Writing Strong Acceptance Criteria: A Field Checklist
Acceptance criteria are the conditions a user story must satisfy for the team to consider it complete. They sit at the intersection of requirements, design, and testing — and when they are written well, they eliminate ambiguity before development starts rather than discovering it during a sprint review. When they are written poorly, they generate rework, testing gaps, and disputes between product owners and developers about what "done" actually means.
The Given/When/Then (Gherkin) Format
The most widely used format for writing acceptance criteria is Given/When/Then, sometimes called Gherkin after the syntax used in behaviour-driven development tools. The structure is straightforward: Given describes the pre-condition or context, When describes the action the user takes, and Then describes the expected outcome. For example: Given a registered user is on the login page / When they enter a valid email and password and click Sign In / Then they are redirected to their dashboard and their name appears in the navigation header. This format makes each criterion testable, specific, and readable by both technical and non-technical stakeholders.
Checklist for Good Acceptance Criteria
Specific and testable. Every criterion should be verifiable with a clear pass or fail result. "The page loads quickly" is not testable; "The page loads in under two seconds on a standard broadband connection" is.
Written before development starts. Acceptance criteria written after coding begins are not criteria — they are a rationalisation of what was built. The point of writing them in advance is to surface disagreements before they become expensive.
Shared understanding confirmed with the team. A product owner writing criteria in isolation and handing them to developers as a finished product defeats the purpose. Walk through each criterion with the development team and tester before the sprint starts. Misunderstandings surface in minutes in a conversation; they surface in days in code review.
Covers the happy path AND edge cases. The happy path is what happens when everything goes as expected. Edge cases cover boundary conditions, error states, and unusual but valid inputs. A login story that only defines the successful login scenario is incomplete; it should also define what happens when the password is incorrect, when the account is locked, and when the user has forgotten their email.
Does not prescribe implementation. Acceptance criteria define what the system should do, not how it should do it. Specifying technical implementation in acceptance criteria removes design decisions from the developers and testers who are best placed to make them.
Common Mistakes to Avoid
Too vague: "The system should handle errors gracefully" tells the team nothing actionable.
Too technical: "The API should return a 401 status code" is a test case, not an acceptance criterion — it belongs in the test plan.
Written after coding: if developers are asking what "done" means after they have started building, the criteria are too late.
Confused with test cases: acceptance criteria define the conditions of satisfaction; test cases define how you verify them.
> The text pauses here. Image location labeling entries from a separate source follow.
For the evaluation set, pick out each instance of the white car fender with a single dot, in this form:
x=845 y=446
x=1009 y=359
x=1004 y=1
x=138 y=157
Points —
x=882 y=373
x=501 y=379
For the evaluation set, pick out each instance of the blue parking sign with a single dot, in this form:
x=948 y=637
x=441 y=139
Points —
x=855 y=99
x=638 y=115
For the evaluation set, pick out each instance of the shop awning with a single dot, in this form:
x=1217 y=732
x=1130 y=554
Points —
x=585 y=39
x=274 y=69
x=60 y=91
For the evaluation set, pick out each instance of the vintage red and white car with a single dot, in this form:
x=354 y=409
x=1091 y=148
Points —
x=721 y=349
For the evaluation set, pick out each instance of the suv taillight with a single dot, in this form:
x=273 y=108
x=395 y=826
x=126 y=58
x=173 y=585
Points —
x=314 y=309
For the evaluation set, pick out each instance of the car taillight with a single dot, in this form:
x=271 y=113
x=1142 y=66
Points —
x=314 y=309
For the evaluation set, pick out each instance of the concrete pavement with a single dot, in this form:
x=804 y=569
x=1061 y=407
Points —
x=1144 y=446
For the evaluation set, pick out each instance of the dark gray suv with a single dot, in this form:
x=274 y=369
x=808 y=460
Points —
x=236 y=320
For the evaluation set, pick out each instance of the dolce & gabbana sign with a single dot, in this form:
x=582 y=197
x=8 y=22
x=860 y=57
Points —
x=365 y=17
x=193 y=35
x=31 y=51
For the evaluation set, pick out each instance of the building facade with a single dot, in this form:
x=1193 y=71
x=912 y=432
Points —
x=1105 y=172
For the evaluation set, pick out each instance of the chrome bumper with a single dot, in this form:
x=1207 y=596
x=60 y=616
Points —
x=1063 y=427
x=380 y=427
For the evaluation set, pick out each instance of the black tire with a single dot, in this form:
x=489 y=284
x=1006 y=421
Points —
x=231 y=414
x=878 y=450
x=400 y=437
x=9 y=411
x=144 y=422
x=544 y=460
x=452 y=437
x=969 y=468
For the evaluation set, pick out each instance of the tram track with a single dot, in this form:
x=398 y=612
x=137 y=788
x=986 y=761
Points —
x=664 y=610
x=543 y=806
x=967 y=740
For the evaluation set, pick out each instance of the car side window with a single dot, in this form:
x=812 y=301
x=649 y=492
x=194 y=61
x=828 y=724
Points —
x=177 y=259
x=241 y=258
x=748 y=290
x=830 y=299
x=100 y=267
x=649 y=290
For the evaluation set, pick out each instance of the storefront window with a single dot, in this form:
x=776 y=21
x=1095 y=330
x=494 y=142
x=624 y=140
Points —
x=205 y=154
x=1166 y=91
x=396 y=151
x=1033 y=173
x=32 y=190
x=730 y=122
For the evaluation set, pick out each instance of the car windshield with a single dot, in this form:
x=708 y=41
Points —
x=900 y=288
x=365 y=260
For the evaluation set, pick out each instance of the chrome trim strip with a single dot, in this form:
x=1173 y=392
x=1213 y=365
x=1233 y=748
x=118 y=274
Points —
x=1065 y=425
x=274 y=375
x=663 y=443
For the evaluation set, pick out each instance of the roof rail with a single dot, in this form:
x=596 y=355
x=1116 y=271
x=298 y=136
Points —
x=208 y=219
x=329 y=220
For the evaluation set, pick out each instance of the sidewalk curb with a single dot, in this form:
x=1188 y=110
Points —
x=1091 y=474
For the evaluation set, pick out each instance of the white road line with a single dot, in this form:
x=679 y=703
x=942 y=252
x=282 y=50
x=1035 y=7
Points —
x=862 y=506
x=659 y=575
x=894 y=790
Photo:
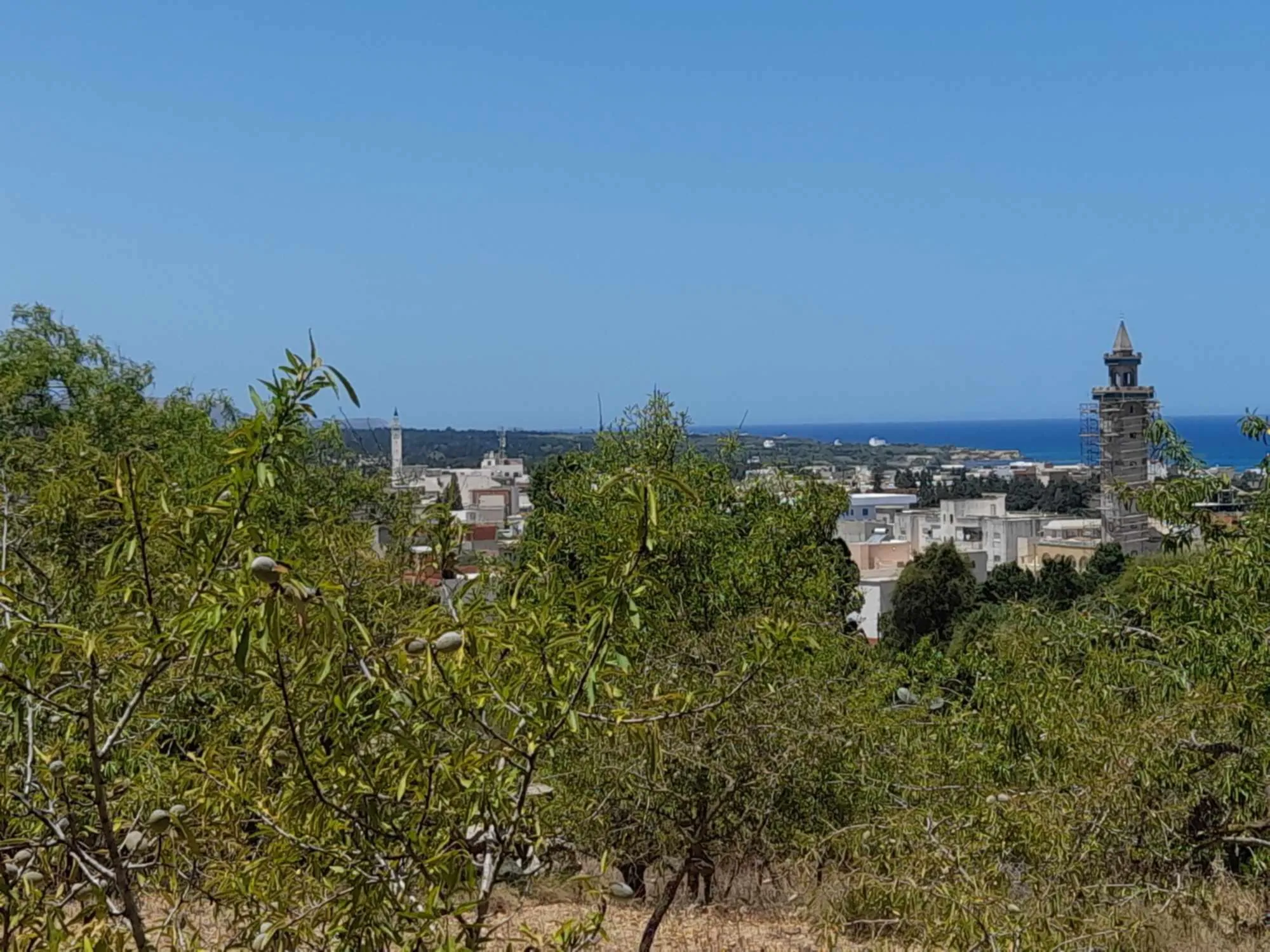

They are related but distinct.
Worked example — User Story: "As a frequent shopper, I want to save items to a wish list so that I can purchase them later." Acceptance criteria: (1) Given a logged-in user is viewing a product page, When they click Save to Wish List, Then the item is added to their wish list and a confirmation message is displayed. (2) Given a logged-in user navigates to their wish list, When the page loads, Then all saved items are displayed with their current price and availability. (3) Given a guest user clicks Save to Wish List, When the action is triggered, Then they are prompted to log in or create an account before the item is saved.